Il est temps d’apprendre des erreurs du passé
Au cours de ses 20 ans de règne, il a transformé la Turquie en cachot, a suspendu des maires élus de leurs fonctions et les a emprisonnés, a attaqué la Syrie, l’Irak et le Caucase, et même l’Afrique du Nord, en utilisant l’armée turque et des terroristes islamiques, des drones et des SİHA. Afin de renverser Erdogan et son parti, qui terrorise en permanence les exilés politiques à l’étranger, les alliances de l’opposition et les partis qui les composent doivent éviter de répéter les erreurs du passé.

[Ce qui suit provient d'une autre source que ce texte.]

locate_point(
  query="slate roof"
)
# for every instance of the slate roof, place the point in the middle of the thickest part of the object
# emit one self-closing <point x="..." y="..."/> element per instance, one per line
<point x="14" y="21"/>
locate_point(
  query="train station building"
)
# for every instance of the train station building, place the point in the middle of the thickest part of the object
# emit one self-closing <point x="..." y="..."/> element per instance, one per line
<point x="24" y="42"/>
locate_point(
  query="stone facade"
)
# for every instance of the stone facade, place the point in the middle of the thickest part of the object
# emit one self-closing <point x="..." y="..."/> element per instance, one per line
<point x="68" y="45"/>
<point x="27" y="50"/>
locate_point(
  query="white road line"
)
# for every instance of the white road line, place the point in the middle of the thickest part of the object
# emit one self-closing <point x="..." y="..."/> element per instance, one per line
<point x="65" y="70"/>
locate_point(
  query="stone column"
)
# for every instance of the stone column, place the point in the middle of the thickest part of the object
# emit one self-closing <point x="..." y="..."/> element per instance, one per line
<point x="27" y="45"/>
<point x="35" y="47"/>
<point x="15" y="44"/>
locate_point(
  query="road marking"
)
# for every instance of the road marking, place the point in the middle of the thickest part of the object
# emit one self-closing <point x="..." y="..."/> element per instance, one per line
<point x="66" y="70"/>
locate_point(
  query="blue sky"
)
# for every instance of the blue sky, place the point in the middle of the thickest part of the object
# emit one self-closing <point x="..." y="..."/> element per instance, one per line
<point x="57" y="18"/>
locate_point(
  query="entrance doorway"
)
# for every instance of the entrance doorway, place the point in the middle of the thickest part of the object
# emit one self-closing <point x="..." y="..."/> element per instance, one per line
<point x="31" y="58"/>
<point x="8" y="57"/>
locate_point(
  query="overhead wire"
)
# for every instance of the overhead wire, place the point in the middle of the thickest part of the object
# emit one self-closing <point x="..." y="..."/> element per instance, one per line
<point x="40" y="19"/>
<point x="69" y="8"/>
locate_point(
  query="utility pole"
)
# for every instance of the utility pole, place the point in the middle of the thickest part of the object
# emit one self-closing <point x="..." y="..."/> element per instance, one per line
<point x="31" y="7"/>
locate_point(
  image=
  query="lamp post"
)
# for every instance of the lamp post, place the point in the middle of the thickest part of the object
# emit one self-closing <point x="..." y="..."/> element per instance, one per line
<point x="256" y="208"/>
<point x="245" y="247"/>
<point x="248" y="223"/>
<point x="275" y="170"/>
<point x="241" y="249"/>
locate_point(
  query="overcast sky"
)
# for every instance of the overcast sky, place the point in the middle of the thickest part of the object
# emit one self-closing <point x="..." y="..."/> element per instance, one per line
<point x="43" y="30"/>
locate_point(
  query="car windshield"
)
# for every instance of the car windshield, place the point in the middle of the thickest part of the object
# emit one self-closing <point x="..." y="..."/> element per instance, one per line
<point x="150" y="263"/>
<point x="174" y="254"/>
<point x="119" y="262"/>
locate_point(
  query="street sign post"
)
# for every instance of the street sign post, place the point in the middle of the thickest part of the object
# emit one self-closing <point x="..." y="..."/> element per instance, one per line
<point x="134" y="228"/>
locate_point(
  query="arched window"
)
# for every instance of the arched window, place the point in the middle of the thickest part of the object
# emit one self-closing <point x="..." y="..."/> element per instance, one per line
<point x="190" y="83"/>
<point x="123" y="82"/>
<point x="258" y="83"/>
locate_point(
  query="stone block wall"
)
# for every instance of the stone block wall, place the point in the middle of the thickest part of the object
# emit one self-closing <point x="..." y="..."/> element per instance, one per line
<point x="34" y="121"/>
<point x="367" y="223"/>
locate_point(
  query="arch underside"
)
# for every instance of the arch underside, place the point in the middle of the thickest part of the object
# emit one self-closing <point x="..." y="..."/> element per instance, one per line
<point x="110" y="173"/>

Par ailleurs, le HDP, qui a résisté tout seul contre la scission des voix des électeurs kurdes et de gauche, notamment contre toutes les décisions d’attaques transfrontalières du gouvernement AKP-MHP au parlement et l’opposition CHP-İYIP applaudissant ces décisions au nom de « l’Assemblée Gazi », avec sa nouvelle identité. La perte de voix de la gauche verte ne doit en aucun cas être tolérée.
J’espère qu’il n’est pas trop tard …
* Doğan Özgüden est un journaliste et éditeur turc. Ancien rédacteur en chef d’Akşam, il est basé en Belgique depuis 1974, ayant quitté la Turquie après le coup d’État militaire de 1971 sous la menace de plus de 300 ans de prison pour ses publications.
Author: Jean Eckian
Ancien journaliste reporter d’images, Jean Eckian devient Directeur Artistique des sociétés discographiques CBS et EMI Pathé-Marconi. Il a par ailleurs réalisé de nombreuses photos de pochettes de disques. Directeur de Production de films publicitaires (Europe 1, Citroën) et réalisateur de films institutionnels et de reportages (Les 90 ans du Fouquet’s, l’Intégration…), il écrit ensuite pour la presse de la Chanson et anime sur MFM les émissions "Les Histoires d’Amour de l’Histoire de France" et un éphéméride du siècle passé en chansons (Alors Raconte). Co-organisateur du disque "Pour toi Arménie" avec Charles Aznavour et Levon Sayan, Jean Eckian est aussi l’auteur du livre "Vous êtes nés le même jour que…" Il écrit aujourd‘hui pour la presse de la communauté arménienne de France et de l’étranger et a créé le Mémorial Mondial du Génocide des Arméniens sur internet.